Homework must be turned in on the date that it is due, by 11:59 pm. The homework must be submitted electronically using Canvas and we will use the later timestamp to validate turn-in time. It is your responsibility to ensure that the homework has been uploaded successfully by the due date. Homework that is incorrectly uploaded will be subject to the associated late penalty. Late homework will be penalized 10% per day. Homework turned in after three days will not be accepted.

Office Hours

The instructor will have regularly scheduled office hours each week.
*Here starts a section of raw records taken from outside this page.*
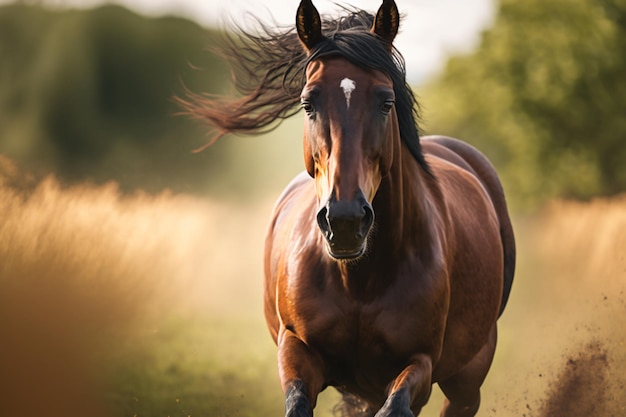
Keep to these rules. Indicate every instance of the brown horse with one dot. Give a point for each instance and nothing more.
(387, 263)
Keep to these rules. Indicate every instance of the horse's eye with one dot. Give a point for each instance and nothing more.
(307, 107)
(387, 106)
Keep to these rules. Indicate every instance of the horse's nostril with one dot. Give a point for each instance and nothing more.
(366, 221)
(322, 221)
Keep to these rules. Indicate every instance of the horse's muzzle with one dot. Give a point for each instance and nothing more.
(345, 225)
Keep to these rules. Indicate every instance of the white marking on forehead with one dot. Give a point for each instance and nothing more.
(348, 87)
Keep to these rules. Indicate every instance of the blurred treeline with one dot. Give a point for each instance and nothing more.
(88, 95)
(544, 96)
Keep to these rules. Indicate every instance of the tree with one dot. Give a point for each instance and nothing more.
(544, 96)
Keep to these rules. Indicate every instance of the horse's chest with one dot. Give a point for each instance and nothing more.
(356, 335)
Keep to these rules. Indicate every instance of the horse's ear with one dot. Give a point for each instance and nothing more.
(387, 21)
(309, 25)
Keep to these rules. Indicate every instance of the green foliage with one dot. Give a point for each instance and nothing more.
(88, 95)
(544, 96)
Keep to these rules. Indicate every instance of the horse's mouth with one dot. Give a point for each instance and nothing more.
(344, 254)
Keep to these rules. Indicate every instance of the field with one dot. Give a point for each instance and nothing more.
(118, 304)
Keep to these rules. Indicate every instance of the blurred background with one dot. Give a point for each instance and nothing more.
(131, 267)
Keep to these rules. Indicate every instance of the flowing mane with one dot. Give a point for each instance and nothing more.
(269, 73)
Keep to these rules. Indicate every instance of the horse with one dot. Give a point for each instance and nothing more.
(390, 258)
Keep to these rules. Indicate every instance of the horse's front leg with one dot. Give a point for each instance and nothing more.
(410, 390)
(301, 373)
You are encouraged to make use of these to discuss aspects of the course including lecture material and homework problems. In cases where you cannot make office hours, contact the instructor to arrange an appointment.

Piazza

We will use Piazza to facilitate collaborative problem solving between students. It does not serve as constant on-demand access to the instructor. If you have pressing concerns, make sure to ask during the class or office hours.

Academic Honesty

Honor code

All homework submitted must be your own work. Review the College of Engineering’s Honor Code here: http://www.engin.umich.edu/college/academics/bulletin/rules (Links to an external site.)

Special Accommodations

If you have disabilities or medical conditions that require some form of accommodations, please contact the instructor and the Office of Students with Disabilities at the start of the term so that arrangements can be made to accommodate you.

Note: The instructor reserves the right to modify course policies and the course calendar according to the progress and needs of the class.